The cell banks Vedanta uses are from a large library the firm has gathered from human volunteers across four continents, Olle said, comprising roughly 100,000 isolates of gut bacteria. Vedanta studies responses and non-responses from clinical studies of other microbiome therapy candidates, he explained, to “generate a hypothesis for which types of bacteria may be associated with cure.” It follows up that research with animal modeling to determine causation by introducing or subtracting various isolates to see if a phenotype of interest is gained or lost, he said.

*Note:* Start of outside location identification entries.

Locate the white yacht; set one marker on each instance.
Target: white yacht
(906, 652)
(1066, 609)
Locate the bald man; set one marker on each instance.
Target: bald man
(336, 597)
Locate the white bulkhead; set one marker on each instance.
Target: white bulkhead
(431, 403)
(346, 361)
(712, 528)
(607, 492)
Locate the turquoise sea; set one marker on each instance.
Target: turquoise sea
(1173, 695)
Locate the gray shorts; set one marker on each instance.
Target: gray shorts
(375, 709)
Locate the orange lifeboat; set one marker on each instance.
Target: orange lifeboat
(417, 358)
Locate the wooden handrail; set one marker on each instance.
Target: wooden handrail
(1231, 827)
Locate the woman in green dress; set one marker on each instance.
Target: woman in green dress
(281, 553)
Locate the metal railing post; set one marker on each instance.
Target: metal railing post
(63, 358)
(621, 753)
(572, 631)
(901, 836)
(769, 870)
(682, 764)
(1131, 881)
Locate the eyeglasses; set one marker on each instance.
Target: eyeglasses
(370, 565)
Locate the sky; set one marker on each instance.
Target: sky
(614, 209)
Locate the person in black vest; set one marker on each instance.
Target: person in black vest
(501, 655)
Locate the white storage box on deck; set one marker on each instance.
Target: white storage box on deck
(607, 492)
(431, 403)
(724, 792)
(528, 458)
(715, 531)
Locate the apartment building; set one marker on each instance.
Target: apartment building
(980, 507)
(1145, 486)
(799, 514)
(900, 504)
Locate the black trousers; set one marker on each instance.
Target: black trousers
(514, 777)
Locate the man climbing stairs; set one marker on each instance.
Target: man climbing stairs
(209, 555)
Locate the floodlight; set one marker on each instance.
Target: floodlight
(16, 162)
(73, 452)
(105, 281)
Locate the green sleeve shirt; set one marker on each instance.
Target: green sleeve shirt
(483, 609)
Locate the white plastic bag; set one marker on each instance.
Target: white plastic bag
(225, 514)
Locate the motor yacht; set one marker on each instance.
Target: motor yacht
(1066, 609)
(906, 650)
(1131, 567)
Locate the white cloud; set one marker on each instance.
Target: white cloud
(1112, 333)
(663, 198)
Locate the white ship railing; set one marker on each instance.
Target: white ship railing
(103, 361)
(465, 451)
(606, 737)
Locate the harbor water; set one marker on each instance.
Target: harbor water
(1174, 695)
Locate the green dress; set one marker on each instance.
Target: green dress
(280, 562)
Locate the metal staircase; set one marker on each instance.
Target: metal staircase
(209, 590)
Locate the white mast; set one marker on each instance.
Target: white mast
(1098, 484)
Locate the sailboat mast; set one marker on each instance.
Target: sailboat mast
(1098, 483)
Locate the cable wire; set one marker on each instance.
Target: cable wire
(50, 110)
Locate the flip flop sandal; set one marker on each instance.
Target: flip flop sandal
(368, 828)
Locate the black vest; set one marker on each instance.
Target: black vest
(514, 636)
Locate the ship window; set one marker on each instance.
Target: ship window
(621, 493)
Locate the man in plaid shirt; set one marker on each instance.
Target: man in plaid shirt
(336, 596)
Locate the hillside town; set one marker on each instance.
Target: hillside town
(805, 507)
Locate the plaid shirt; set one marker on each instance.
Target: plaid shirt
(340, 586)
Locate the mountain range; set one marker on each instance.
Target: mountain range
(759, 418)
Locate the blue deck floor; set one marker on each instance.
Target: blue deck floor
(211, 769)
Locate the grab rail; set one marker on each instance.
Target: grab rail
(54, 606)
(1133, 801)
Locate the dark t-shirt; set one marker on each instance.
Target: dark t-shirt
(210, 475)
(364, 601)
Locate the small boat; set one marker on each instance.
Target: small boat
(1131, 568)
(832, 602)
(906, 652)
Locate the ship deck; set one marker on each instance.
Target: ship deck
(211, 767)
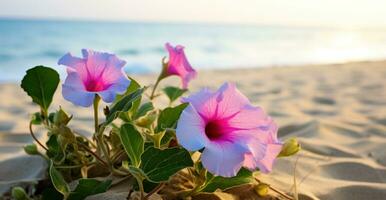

“For example, the ability of an animal to resist infection against Clostridium difficile is abrogated or reconstituted when you introduce certain material,” the exec said. Ultimately, Vedanta looks for bacteria that offer pharmacological properties of benefit as well as genomic characteristics that indicate they won’t lead to antibiotic resistance, he added.

Adding To The Standard Of Care

Because antibiotics used to treat C. difficile infections – such as vancomycin and fidaxomicin – are effective at treating an initial infection but not at preventing a recurrence, Vedanta hopes that if VE303 is approved, it will be broadly adopted for administration to C. diff-infected patients immediately after their round of antibiotic therapy, Olle said. The company also anticipates that BARDA may want to stockpile VE303 if it obtains FDA approval.

“An antibiotic puts the current episode under control, but, unfortunately, a collateral consequence of antibiotic use is that your microbial flora, your microbiome, is disrupted by the antibiotic,” Olle explained. “The spores of C. difficile that are not killed by the antibiotic can come back with a vengeance and cause a recurrence. So antibiotics are okay to manage the current episode, but they sort of paradoxically make you susceptible to experiencing a recurrence.”

Beyond VE303, Vedanta’s VE202 has completed Phase I studies for inflammatory bowel disease and is slated to move into a Phase II trial in ulcerative colitis. It has three other clinical candidates across both company-sponsored and investigator-initiated studies, Olle added, for food allergies, hepatic encephalopathy and cancer. The firm’s preclinical program targeting Gram-negative pathogens is nearing the declaration of a candidate as well, he said.